Na Argentina, um projeto de descriminalização da prática está em andamento e as organizações feministas locais estão otimistas com relação às chances de aprovação. Com esse quadro, Nalu Farias defendeu que a Frente leve o debate sobre o aborto para os espaços de integração latino-americana, como a Cúpula dos Povos, que será realizada em 2012.
Na plenária, também foi apresentado o estudo “Advocacy para o acesso ao aborto legal e seguro”, que analisou os efeitos do aborto clandestino em Pernambuco, Bahia, Paraíba, Mato Grosso do Sul e Rio de Janeiro. Coordenada pelo Ipas Brasil e Grupo Curumin, a pesquisa demonstrou que os maiores impactos – com mortes e seqüelas para a saúde – se dá entre mulheres pobres, negras ou indígenas, jovens e de baixa escolaridade.

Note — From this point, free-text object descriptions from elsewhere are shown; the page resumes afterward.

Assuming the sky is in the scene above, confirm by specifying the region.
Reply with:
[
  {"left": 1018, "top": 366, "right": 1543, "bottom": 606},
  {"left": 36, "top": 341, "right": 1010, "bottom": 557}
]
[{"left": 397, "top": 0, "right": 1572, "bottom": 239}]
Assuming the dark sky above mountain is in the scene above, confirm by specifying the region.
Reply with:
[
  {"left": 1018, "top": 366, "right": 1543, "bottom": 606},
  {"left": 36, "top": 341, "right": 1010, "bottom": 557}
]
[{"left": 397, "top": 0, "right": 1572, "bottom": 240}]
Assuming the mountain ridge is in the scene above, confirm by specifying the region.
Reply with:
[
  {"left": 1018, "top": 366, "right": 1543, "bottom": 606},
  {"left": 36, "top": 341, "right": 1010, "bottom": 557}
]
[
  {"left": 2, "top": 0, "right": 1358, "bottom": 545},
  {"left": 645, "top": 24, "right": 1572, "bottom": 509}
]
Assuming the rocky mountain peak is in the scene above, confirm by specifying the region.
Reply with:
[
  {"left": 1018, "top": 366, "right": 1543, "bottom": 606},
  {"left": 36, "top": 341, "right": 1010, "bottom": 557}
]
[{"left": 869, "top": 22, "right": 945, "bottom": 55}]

A Organização Mundial de Saúde (OMS) estima que complicações decorrentes do aborto matem 6 mil mulheres todos os anos na América Latina.
Antes da plenária, algumas militantes participaram de audiência pública da Subcomissão Permanente em Defesa da Mulher, vinculada à Comissão de Direitos Humanos e Legislação Participativa do Senado.
A senadora Lídice da Mata (PSB-BA) opinou que o retrocesso no debate sobre o aborto aconteceu pela presença de uma mulher na disputa presidencial. “O movimento de mulheres está sendo lançado ao gueto, cada vez mais colocado na ‘marginalidade’, depois que se colocou no debate político no Brasil no período eleitoral ser contra ou a favor do aborto. Nenhum homem enfrentou essa discussão”, disse.